He sat with impassive face, while the magistrate rendered the judgment.
Likewise were the faces of his four companions impassive. And they
remained impassive when the interpreter explained that the five of them had
been found guilty of the murder of Chung Ga, and that Ah Chow should have
his head cut off, Ah Cho serve twenty years in prison in New Caledonia,
Wong Li twelve years, and Ah Tong ten years. There was no use in getting
excited about it. Even Ah Chow remained expressionless as a mummy, though
it was his head that was to be cut off. The magistrate added a few words,
and the interpreter explained that Ah Chow's face having been most severely
bruised by Schemmer's strap had made his identification so positive that,
since one man must die, he might as well be that man.
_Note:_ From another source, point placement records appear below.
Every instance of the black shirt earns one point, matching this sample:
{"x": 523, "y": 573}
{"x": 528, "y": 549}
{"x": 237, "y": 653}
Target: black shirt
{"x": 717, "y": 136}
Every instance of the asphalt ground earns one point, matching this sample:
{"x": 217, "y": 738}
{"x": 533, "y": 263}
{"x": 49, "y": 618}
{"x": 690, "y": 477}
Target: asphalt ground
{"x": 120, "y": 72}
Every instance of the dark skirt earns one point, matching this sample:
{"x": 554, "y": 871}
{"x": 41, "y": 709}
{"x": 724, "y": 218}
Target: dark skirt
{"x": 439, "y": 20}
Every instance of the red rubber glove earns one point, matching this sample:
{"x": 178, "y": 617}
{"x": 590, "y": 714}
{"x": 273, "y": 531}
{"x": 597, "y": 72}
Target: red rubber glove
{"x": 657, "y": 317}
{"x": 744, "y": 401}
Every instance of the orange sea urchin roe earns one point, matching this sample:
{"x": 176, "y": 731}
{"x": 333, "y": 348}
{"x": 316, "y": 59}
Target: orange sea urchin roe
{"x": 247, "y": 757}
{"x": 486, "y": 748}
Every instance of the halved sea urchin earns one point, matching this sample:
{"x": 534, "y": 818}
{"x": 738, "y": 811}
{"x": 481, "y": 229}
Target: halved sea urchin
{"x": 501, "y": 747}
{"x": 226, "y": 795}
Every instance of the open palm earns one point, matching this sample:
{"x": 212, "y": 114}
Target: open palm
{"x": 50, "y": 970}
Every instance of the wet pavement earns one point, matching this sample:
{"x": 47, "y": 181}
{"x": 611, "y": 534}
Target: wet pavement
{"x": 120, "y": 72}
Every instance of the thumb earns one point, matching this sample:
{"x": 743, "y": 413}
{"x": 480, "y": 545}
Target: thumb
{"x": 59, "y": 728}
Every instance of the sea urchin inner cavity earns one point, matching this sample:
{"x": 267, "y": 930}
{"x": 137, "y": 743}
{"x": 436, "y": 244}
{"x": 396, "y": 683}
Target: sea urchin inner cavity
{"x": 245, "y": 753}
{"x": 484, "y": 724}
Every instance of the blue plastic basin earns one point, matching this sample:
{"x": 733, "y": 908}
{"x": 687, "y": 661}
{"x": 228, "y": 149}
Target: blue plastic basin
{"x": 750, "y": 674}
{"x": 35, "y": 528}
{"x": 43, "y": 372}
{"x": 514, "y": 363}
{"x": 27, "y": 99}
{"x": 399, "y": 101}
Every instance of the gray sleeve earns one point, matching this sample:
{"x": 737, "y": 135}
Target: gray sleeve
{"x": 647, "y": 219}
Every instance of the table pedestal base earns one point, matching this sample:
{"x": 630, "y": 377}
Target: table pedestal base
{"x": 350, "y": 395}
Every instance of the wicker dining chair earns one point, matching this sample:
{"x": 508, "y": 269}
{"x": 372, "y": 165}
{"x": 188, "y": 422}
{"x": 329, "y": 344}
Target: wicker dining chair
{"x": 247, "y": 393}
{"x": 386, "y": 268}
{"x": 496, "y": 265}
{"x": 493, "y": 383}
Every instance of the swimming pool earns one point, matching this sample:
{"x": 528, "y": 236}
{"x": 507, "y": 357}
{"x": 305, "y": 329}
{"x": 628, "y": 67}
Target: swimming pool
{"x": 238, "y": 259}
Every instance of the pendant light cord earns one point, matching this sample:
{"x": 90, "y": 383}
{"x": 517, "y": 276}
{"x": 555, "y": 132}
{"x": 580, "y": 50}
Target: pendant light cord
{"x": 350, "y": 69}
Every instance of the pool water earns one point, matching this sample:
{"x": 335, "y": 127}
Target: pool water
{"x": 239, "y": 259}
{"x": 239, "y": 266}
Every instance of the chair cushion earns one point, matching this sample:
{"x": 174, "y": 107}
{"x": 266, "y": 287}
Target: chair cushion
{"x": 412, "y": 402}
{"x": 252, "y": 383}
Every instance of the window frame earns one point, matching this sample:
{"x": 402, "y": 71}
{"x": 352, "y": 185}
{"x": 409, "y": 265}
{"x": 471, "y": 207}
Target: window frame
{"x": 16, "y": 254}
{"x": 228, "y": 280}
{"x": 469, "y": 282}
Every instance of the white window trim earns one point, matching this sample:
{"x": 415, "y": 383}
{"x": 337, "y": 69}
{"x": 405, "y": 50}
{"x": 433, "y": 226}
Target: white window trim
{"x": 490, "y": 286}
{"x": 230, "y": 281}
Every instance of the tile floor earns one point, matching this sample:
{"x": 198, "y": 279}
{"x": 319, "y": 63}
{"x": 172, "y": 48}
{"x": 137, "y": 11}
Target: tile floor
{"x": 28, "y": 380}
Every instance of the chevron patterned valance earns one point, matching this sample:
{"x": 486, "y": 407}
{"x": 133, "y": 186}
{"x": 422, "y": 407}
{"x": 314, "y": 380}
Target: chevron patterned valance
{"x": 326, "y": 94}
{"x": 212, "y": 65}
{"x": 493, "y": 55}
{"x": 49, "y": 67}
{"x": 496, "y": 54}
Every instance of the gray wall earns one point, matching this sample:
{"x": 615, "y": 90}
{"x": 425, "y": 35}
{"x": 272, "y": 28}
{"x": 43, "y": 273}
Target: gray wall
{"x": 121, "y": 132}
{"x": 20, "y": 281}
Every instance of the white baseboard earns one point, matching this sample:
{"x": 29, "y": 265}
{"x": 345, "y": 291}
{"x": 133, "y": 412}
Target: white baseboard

Also, the fact that
Ah Cho's face likewise had been severely bruised, conclusively proving his
presence at the murder and his undoubted participation, had merited him the
twenty years of penal servitude. And down to the ten years of Ah Tong, the
proportioned reason for each sentence was explained. Let the Chinagos take
the lesson to heart, the Court said finally, for they must learn that the
law would be fulfilled in Tahiti though the heavens fell.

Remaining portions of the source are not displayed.